The study develops a Wannier-based six-orbital model from DFT for consecutive Chern bands in twisted MoTe2, identifying non-Abelian signatures at half-filling of the second miniband.

Findings

Signatures of non-Abelian states at half-filled second miniband.

Development of a DFT-based Wannier model for Chern bands.

Identification of higher Landau level analogs in twisted MoTe2.

Abstract

Recent experimental discovery of fractional Chern insulators at zero magnetic field in moir\'e superlattices has sparked intense interests in bringing Landau level physics to flat Chern bands.
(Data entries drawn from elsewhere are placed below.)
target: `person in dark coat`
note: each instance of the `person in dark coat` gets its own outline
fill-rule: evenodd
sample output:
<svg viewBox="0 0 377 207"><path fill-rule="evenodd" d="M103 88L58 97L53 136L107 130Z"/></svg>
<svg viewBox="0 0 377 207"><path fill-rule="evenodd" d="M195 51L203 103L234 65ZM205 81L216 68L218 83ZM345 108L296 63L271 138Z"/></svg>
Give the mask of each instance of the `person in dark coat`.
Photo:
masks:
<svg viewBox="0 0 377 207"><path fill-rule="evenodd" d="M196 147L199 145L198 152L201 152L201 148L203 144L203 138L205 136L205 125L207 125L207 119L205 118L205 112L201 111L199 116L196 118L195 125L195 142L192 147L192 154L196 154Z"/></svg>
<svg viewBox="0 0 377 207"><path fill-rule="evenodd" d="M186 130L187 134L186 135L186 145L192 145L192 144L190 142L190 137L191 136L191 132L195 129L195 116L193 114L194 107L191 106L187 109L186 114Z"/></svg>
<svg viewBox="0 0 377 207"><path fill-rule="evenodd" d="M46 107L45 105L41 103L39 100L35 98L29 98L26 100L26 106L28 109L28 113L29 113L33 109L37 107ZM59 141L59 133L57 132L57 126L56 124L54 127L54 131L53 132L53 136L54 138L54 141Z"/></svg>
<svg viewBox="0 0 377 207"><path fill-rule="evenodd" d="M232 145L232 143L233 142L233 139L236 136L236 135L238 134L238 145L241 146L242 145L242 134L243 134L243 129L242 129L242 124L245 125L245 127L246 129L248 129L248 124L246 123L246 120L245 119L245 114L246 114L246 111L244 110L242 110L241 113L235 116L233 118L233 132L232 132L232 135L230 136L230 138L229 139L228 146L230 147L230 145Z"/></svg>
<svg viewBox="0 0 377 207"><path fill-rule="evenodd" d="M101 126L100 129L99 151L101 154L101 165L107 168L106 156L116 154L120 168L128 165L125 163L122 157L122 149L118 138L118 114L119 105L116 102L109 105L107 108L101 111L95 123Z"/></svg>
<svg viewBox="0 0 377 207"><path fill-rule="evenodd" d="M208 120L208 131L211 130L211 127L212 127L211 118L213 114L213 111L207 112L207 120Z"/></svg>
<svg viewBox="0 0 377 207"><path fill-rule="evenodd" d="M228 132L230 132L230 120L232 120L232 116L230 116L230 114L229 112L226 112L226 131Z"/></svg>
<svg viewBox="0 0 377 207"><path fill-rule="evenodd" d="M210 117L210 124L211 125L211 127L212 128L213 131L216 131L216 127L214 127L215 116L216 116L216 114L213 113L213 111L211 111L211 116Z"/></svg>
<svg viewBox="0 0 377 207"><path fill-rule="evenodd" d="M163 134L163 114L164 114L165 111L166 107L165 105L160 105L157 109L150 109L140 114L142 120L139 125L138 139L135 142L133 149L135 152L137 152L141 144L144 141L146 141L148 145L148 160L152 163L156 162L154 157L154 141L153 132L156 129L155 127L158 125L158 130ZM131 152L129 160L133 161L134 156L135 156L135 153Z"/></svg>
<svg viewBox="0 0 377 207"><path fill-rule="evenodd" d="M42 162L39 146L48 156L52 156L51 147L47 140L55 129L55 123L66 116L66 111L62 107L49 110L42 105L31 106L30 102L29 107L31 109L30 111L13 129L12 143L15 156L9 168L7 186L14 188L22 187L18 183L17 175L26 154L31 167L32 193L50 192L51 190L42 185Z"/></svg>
In twisted MoTe$_2$ bilayers (tMoTe$_2$), recent theoretical and experimental studies have found three consecutive flat Chern bands at twist angle $\sim 2^\circ$. In this work, we investigate whether higher Landau level physics can be found in these consecutive Chern bands. At twist angles $2.00^\circ$ and $1.89^\circ$, we identify four consecutive $C = 1$ bands for the $K$ valley in tMoTe$_2$. By constructing Wannier functions directly from density functional theory (DFT) calculations, a six-orbital model is developed to describe the consecutive Chern bands, with the orbitals forming a honeycomb lattice. Exact diagonalization on top of Hartree-Fock calculations are carried out with the Wannier functions. Especially, when the second moir\'e miniband is half-filled, signatures of non-Abelian states are found. Our Wannier-based approach in modelling moir\'e superlattices is faithful to DFT wave functions and can serve as benchmarks for continuum models. The possibility of realizing non-Abelian anyons at zero magnetic field also opens up a new pathway for fault-tolerant quantum information processing.